A critical point frequently overlooked in cross-country comparisons on superannuation, such as between Denmark and New Zealand, for example, is that superannuation systems can vary enormously in terms of cost, administrative efficiency, equity, benefits and overall retiree wellbeing.
Denmark and New Zealand have the same population of about five million. But Denmark is immensely wealthy. While its citizens reportedly pay the world’s highest taxes, they also enjoy very high discretionary income or take-home paycheques.
And on every metric of socio-economic performance, Denmark consistently ranks among the highest in the world.
Unlike New Zealand, Denmark’s immense national wealth is evenly distributed across its entire population.

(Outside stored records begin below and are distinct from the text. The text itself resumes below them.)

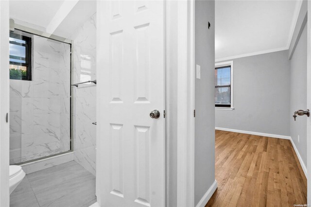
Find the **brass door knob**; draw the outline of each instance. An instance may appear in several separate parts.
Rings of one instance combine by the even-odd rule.
[[[152,119],[157,119],[160,117],[160,112],[157,110],[154,110],[149,115]]]

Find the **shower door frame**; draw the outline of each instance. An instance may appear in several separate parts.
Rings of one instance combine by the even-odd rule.
[[[11,25],[10,26],[10,28]],[[14,165],[20,165],[24,164],[29,163],[31,162],[35,162],[35,161],[41,160],[44,159],[46,159],[50,157],[52,157],[53,156],[66,154],[67,153],[70,153],[73,152],[73,92],[74,91],[72,90],[72,87],[71,86],[72,81],[73,79],[73,73],[72,72],[73,70],[73,48],[74,48],[74,43],[73,40],[67,39],[64,37],[62,37],[60,36],[57,36],[54,34],[50,34],[46,32],[44,32],[42,31],[40,31],[39,30],[37,30],[33,28],[30,28],[27,27],[25,27],[23,25],[21,25],[18,24],[14,24],[14,27],[15,29],[19,30],[21,32],[24,32],[31,34],[35,35],[37,36],[41,36],[42,37],[46,38],[47,39],[52,39],[53,40],[57,41],[58,42],[62,42],[63,43],[68,44],[70,45],[70,150],[66,152],[63,152],[62,153],[56,153],[53,155],[49,155],[48,156],[45,156],[42,157],[39,157],[35,159],[32,159],[30,160],[27,160],[24,162],[21,162],[18,163],[14,163]]]

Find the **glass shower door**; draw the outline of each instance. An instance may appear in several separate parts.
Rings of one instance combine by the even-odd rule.
[[[12,57],[20,62],[10,55],[10,127],[19,127],[10,135],[11,164],[71,151],[70,45],[18,33],[19,56]]]

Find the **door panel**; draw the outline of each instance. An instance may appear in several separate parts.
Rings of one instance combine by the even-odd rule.
[[[97,6],[99,200],[102,206],[164,206],[163,1]],[[155,109],[158,119],[149,116]]]

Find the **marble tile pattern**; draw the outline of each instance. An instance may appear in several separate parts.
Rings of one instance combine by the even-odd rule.
[[[73,83],[96,79],[96,14],[72,33],[74,41]],[[95,175],[96,85],[73,87],[74,99],[74,159]]]
[[[10,164],[70,150],[70,45],[32,44],[32,81],[10,80]]]
[[[95,177],[74,161],[26,175],[10,197],[11,207],[89,207]]]

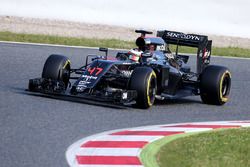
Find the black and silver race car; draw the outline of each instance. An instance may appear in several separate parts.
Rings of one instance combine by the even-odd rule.
[[[71,68],[62,55],[50,55],[42,77],[29,80],[30,92],[49,97],[87,99],[112,104],[149,108],[155,99],[176,99],[200,95],[206,104],[222,105],[228,101],[231,74],[228,68],[209,65],[212,41],[207,36],[175,31],[136,30],[138,48],[118,52],[109,60],[105,56],[88,55],[86,64]],[[177,46],[172,53],[169,45]],[[197,48],[197,68],[187,65],[189,56],[178,53],[178,46]]]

In other words, the 99% are already very well looked after – including their elderly – and are backed by a world-class social safety net. Nobody wants for anything. Not surprisingly, Denmark’s raising of its retirement age was met with little protest.
In New Zealand, all eligible pensioners under our national superannuation scheme receive a modest, hand-to-mouth fortnightly payment with few concessions. Rising levels of hardship among our elderly simply reflect our falling living standards, wrought by unchecked national economic decline.
By contrast, the Nordic nations are renowned for their extraordinarily generous superannuation packages, which enable their elderly to enjoy living standards New Zealand’s superannuitants can only dream about. The question is: how can tiny nations like Denmark enjoy such largesse?
The answer lies in the widely divergent economic profiles of Denmark and neoliberalised Aotearoa/New Zealand.
Denmark has a $700 billion, export-led mixed economy. It is an export powerhouse. Its export income exceeds a staggering $470b. And last year, its economy grew by 3.7%.
By contrast, New Zealand has a $400b “rock star economy” with $70b in export income, mostly from low-value, bulk commodity exports of rural origin. And last year, our economy contracted by 0.7%.
Let that sink in.
And, for the record, Denmark and New Zealand, both small trading nations, have had to confront exactly the same global economic and geostrategic uncertainty.
A staple argument of neoliberal economists is that high public expenditure “crowds out” or stifles private sector initiative, dynamism and growth. Hence, Prime Minister Christopher Luxon’s stated preference for reducing public expenditure through small government and greater personal responsibility as being key to prosperity. But Denmark puts paid to that argument.
Public expenditure, at $350b, accounts for 50% of Denmark’s economy. By contrast, New Zealand’s public expenditure of $160b comprises about 40% of our economy. And many want it reduced further.
Neoliberal economists deplore the fact that our world-leading national superannuation scheme, currently at 5% of GDP, is now the largest single component of government expenditure. But this should be seen in context. Our public expenditure is roughly one third of Denmark’s.
As a tiny, resource-rich nation, New Zealand should rank as one of the richest nations on the planet (in per capita income). But the enormous gulf between where we are now and where we could be simply widens year on year, regardless of whichever Government is in power.
The comparison between Denmark and New Zealand illustrates what tiny nations can achieve. Accordingly, the rising cost of our national superannuation scheme only becomes problematic with the continuation of our abysmal economic performance.
The question is whether the public and political will exists to concede failure, regroup and change direction. Other nations have done it. And spectacularly so. Singapore, for example. Or Finland. Or Norway.
The closer we can match Denmark’s economic profile, the better-off New Zealand’s 99% will become.